14-Aug-2020 Source: US Army
The spring 2020 delivery of CH-47F Chinooks and other materiel and services to the Royal Netherlands Air Force is a critical step in deterring regional threats and strengthening U.S.-Coalition capabilities.
The Netherlands purchased the U.S. military’s twin-engine heavy-lift helicopters through a $755M foreign military sales (FMS) case executed by Redstone Arsenal’s U.S. Army Security Assistance Command (USASAC).
The ongoing split delivery began in the spring. Aircraft delivered to Huntsville, Alabama, is undergoing modifications while aircraft that will be delivered to the Netherlands later this year will be fielded by the Dutch military.
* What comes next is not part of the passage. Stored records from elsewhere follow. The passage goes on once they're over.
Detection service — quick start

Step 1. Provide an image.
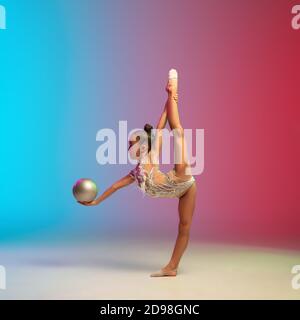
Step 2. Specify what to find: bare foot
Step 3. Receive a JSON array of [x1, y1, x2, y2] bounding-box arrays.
[[150, 268, 177, 277]]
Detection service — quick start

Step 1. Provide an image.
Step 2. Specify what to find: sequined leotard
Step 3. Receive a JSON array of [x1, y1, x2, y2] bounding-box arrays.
[[129, 163, 195, 198]]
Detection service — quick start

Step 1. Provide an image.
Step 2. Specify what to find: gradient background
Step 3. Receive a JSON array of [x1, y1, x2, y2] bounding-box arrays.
[[0, 0, 300, 248]]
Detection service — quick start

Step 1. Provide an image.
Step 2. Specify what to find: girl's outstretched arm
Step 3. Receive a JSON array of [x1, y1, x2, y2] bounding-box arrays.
[[78, 174, 134, 206]]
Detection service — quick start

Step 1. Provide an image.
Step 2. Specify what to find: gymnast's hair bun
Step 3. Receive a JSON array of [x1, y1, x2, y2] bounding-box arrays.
[[144, 123, 153, 135]]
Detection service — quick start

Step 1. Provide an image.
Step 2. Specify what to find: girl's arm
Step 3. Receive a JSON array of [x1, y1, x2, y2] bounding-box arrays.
[[78, 174, 134, 206]]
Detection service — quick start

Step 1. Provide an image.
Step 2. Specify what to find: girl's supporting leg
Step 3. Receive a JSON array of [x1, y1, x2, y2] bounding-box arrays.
[[151, 183, 197, 277]]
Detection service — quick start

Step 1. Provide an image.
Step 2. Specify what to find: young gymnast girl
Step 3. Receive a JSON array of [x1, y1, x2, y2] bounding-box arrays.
[[80, 69, 197, 277]]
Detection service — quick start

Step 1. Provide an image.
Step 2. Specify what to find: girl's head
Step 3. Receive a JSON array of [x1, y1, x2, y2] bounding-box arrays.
[[128, 123, 153, 160]]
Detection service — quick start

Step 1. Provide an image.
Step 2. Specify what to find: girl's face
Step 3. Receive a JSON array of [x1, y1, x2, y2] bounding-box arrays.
[[128, 134, 145, 160]]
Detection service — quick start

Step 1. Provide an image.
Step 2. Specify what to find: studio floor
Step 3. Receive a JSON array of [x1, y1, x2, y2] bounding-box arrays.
[[0, 239, 300, 300]]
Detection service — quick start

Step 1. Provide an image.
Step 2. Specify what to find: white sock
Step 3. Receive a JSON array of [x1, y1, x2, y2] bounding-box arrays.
[[169, 69, 178, 79]]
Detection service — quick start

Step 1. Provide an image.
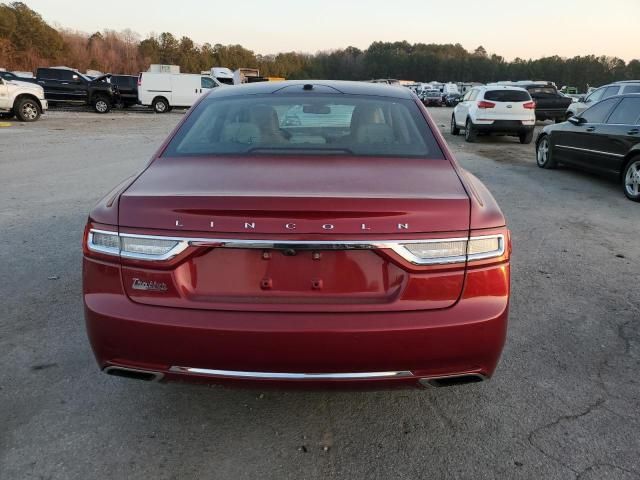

Several of the aircraft have also been delivered to the largest active duty U.S. military base in the world—Fort Hood, Texas—where RNAF troops will train on them. At the sprawling 340-square mile installation, U.S. and Dutch troops have been conducting joint combat training for two decades.
According to USASAC case manager Heath Bedard, the Dutch military has permanent staff stationed at Fort Hood and hundreds of Dutch troops deploy to Texas year-round to conduct exercises.
Bedard has been working FMS for nine years and called this most recent delivery, and the relationship between the two nations, a perfect example of the success and benefits of our nation’s foreign policy strategy.
“It really is a win-win for everyone. This case naturally helps our Dutch partners improve their homeland defense, but it also improves regional stability and bolsters the strength of the NATO alliance,” he said.
Specifically, Bedard said the Chinook acquisition will enhance everything from troop movement, medical evacuation and aircraft recovery to parachute drop, search and rescue, and firefighting operations.
“That’s a significant component of the USASAC mission – building partner capacity,” he said. “The other part of that benefits the larger team, because now we have a partner nation who is better able to provide direct support to Coalition operations and other security cooperation activities. This lessens the load for the U.S. and its allies.
Strong allies provide increased interoperability on the battlefield, nation-to-nation agreements that enable freedom of movement and maneuver and the combined strength to help deter wars. They also provide the might to fight and win wars, if necessary.
Bedard said it is clear to see how the strength of one partner impacts the strength of the Coalition. “And that’s why strengthening alliances and attracting new partners is key to our National Defense Strategy, and Army and DOD leaders continue to reinforce allies and partners as a priority.